I wanted to use a deep neural network like Residual Network. I used the CIFAR-10 image dataset to classify images because MNIST isn't enough and ImageNet seems to be difficult to collect data and takes time to learn.
The CIFAR-10 image dataset is a small color image dataset https://www.cs.toronto.edu/~kriz/cifar.html
I ran it in the following environment
The source code used is below. The commands described below assume that you have cloned this code and are at the root of the source tree. https://github.com/dsanno/chainer-cifar
It has the following functions
In classification, the error rate was measured as follows.
You can download it from the link "CIFAR-10 python version" at https://www.cs.toronto.edu/~kriz/cifar.html. Alternatively, download the dataset with the following command. The dataset file is 166MB, and it takes time if the line is thin.
$ python src/download.py
Unzip the downloaded dataset and you will see the following image.
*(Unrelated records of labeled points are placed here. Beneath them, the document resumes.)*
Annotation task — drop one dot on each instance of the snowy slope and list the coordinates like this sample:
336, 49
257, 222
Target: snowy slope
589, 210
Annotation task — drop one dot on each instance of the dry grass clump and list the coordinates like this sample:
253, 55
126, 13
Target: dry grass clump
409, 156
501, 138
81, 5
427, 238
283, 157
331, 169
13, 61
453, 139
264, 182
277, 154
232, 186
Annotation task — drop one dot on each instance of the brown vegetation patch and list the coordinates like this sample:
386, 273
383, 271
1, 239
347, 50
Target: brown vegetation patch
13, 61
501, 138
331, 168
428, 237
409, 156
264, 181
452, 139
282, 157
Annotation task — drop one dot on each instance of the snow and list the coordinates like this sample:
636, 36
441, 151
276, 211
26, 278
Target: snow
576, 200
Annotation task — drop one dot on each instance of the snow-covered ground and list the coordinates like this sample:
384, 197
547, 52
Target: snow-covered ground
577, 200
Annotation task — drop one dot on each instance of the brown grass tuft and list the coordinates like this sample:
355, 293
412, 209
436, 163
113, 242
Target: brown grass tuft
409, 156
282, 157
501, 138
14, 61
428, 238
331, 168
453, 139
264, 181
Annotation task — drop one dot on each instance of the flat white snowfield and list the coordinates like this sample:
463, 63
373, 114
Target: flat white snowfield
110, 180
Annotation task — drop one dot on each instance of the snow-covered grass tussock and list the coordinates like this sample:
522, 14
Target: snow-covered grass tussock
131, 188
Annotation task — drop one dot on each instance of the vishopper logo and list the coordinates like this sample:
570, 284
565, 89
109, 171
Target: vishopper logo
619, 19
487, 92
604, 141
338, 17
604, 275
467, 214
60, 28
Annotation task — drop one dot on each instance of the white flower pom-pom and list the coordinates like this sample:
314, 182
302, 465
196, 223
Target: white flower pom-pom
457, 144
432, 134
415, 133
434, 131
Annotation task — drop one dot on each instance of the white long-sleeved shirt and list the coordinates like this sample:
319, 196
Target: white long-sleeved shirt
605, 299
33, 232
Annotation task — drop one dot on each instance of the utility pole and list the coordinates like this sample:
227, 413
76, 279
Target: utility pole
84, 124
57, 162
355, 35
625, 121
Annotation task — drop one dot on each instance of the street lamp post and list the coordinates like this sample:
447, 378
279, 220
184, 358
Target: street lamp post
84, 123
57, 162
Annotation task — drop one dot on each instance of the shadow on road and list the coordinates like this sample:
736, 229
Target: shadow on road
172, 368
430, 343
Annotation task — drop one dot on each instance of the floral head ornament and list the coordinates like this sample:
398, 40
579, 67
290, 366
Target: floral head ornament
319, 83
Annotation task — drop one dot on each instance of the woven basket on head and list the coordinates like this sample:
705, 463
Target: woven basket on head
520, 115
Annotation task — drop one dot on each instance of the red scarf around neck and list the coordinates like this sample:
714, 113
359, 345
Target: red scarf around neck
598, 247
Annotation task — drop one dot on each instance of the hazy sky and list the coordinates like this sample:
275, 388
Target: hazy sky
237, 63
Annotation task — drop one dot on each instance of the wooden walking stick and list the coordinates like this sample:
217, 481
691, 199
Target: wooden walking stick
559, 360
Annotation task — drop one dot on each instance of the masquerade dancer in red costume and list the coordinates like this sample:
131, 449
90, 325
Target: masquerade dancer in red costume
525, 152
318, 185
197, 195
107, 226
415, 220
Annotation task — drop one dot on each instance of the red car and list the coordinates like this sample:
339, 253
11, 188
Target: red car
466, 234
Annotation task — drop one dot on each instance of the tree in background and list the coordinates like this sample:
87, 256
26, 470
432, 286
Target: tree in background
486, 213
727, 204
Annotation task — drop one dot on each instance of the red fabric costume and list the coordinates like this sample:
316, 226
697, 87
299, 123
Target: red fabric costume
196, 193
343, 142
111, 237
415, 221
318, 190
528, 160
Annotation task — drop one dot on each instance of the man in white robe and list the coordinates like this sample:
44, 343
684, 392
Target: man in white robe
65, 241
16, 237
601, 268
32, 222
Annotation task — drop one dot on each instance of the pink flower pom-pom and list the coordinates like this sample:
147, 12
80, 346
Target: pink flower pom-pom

The contents of data_batch_1 etc. are dict, and the raw data of the image is stored in'data'and the label information is stored in'labels'. Here is a sample that saves the first 100 as an image while examining data_batch_1.
$ python
>>> import cPickle as pickle
>>> f = open('dataset/cifar-10-batches-py/data_batch_1', 'rb')
>>> train_data = pickle.load(f)
>>> f.close()
>>> type(train_data['data'])
<type 'numpy.ndarray'>
>>> train_data['data'].shape #Get the shape of the raw data
(10000L, 3072L)
>>> train_data['data'][:5] #Get the first 5 raw data
array([[ 59, 43, 50, ..., 140, 84, 72],
[154, 126, 105, ..., 139, 142, 144],
[255, 253, 253, ..., 83, 83, 84],
[ 28, 37, 38, ..., 28, 37, 46],
[170, 168, 177, ..., 82, 78, 80]], dtype=uint8)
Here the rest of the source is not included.